For those not familiar with the term, belt and suspenders is an adjective defined by Merriam-Webster as “involving or employing multiple methods or procedures to achieve a desired result especially out of caution or fear of failure.” In other words, it means having more than one method to make sure your pants stay up, or in my case, more than one method of hearing technology.
I certainly needed a belt and suspender approach to The Ferryman. It is performed over 3 hours and 15 minutes including one intermission and a brief 3 minute pause to reset the stage. The play takes place in Northern Ireland and all the performers speak with a thick accent. The combination of the show’s length — a high risk for hearing loss exhaustion — and the challenging inflection meant I would need significant hearing assistance.

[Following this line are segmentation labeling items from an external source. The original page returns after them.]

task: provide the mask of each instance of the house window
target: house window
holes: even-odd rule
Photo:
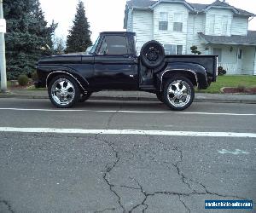
[[[160,12],[159,17],[159,30],[167,31],[168,30],[168,13]]]
[[[238,51],[238,59],[241,59],[241,55],[242,55],[242,49],[239,49]]]
[[[228,32],[228,21],[229,17],[227,15],[222,16],[222,35],[225,36]]]
[[[183,45],[165,44],[166,55],[182,55]]]
[[[183,55],[183,45],[177,45],[177,55]]]
[[[215,14],[211,14],[208,17],[209,19],[209,33],[210,35],[214,35],[215,33]]]
[[[218,61],[222,62],[222,49],[220,48],[213,48],[213,55],[218,55]]]
[[[174,14],[173,31],[183,32],[183,14]]]

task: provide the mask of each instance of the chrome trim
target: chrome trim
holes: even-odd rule
[[[79,84],[79,86],[80,86],[84,91],[86,91],[86,89],[83,87],[83,85],[82,85],[81,83],[78,80],[77,78],[75,78],[73,75],[70,74],[69,72],[64,72],[64,71],[55,71],[55,72],[50,72],[50,73],[47,76],[47,78],[46,78],[46,88],[48,87],[48,78],[49,78],[49,77],[50,75],[54,74],[54,73],[65,73],[65,74],[67,74],[67,75],[71,76],[73,78],[74,78],[74,79],[77,81],[77,83]],[[84,79],[84,80],[86,81],[87,84],[89,84],[89,82],[88,82],[86,79]]]
[[[194,71],[192,71],[192,70],[189,70],[189,69],[173,69],[173,70],[166,70],[163,73],[162,73],[162,75],[161,75],[161,77],[160,77],[160,78],[161,78],[161,84],[160,84],[160,91],[162,91],[162,86],[163,86],[163,77],[164,77],[164,75],[167,72],[172,72],[172,71],[186,71],[186,72],[192,72],[194,75],[195,75],[195,81],[196,81],[196,86],[198,86],[199,84],[198,84],[198,78],[197,78],[197,74],[195,73],[195,72],[194,72]]]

I chose to use an infrared listening headset in combination with the GalaPro captioning app, hoping the two together would suffice. Given the longer than typical lines to return hearing devices at the end of the show, I think others may have had the same idea.

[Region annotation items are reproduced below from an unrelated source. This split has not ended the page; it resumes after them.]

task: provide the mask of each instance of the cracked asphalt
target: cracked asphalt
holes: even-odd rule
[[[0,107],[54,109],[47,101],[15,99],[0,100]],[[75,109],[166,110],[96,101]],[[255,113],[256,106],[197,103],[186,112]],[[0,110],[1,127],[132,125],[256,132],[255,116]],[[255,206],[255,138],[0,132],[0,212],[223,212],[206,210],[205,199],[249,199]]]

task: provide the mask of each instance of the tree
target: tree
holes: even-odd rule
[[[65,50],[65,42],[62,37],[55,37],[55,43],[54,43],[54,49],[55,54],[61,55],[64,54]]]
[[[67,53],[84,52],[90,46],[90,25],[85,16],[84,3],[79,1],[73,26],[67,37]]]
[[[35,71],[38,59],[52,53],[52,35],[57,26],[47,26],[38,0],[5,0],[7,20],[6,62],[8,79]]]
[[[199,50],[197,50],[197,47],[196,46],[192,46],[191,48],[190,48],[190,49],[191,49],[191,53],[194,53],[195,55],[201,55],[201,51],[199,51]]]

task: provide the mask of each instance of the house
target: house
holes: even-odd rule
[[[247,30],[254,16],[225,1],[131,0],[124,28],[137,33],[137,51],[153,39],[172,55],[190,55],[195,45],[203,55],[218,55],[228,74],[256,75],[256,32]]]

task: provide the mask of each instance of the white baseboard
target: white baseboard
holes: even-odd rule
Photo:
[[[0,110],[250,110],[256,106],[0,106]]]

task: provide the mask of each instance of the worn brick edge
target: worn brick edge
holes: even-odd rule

The strategy worked well. Whenever I missed dialogue, I glanced down at my smart phone to utilize the captioning. GalaPro’s synchronicity is not always perfect, but using it in addition to another hearing enhancement device worked pretty well. I noticed my hearing husband glancing at the captions regularly — I think almost everyone struggles with thick Irish accents. Thank goodness my phone’s battery was well-charged, since the 3 hours of GalaPro used nearly 30% of the battery’s life.
Since I planned to have my phone out during the performance, I made a point to explain to those seated next to and behind me that I would be using the device for captioning during the show — not texting or other pursuits. People were fascinated by the technology. I got a lot of questions about how it worked and the ways Broadway is becoming more accessible for people with hearing loss. It was a great way to sneak in some hearing loss advocacy ahead of the show.
Readers, do you ever use a belt and suspenders approach with your hearing loss?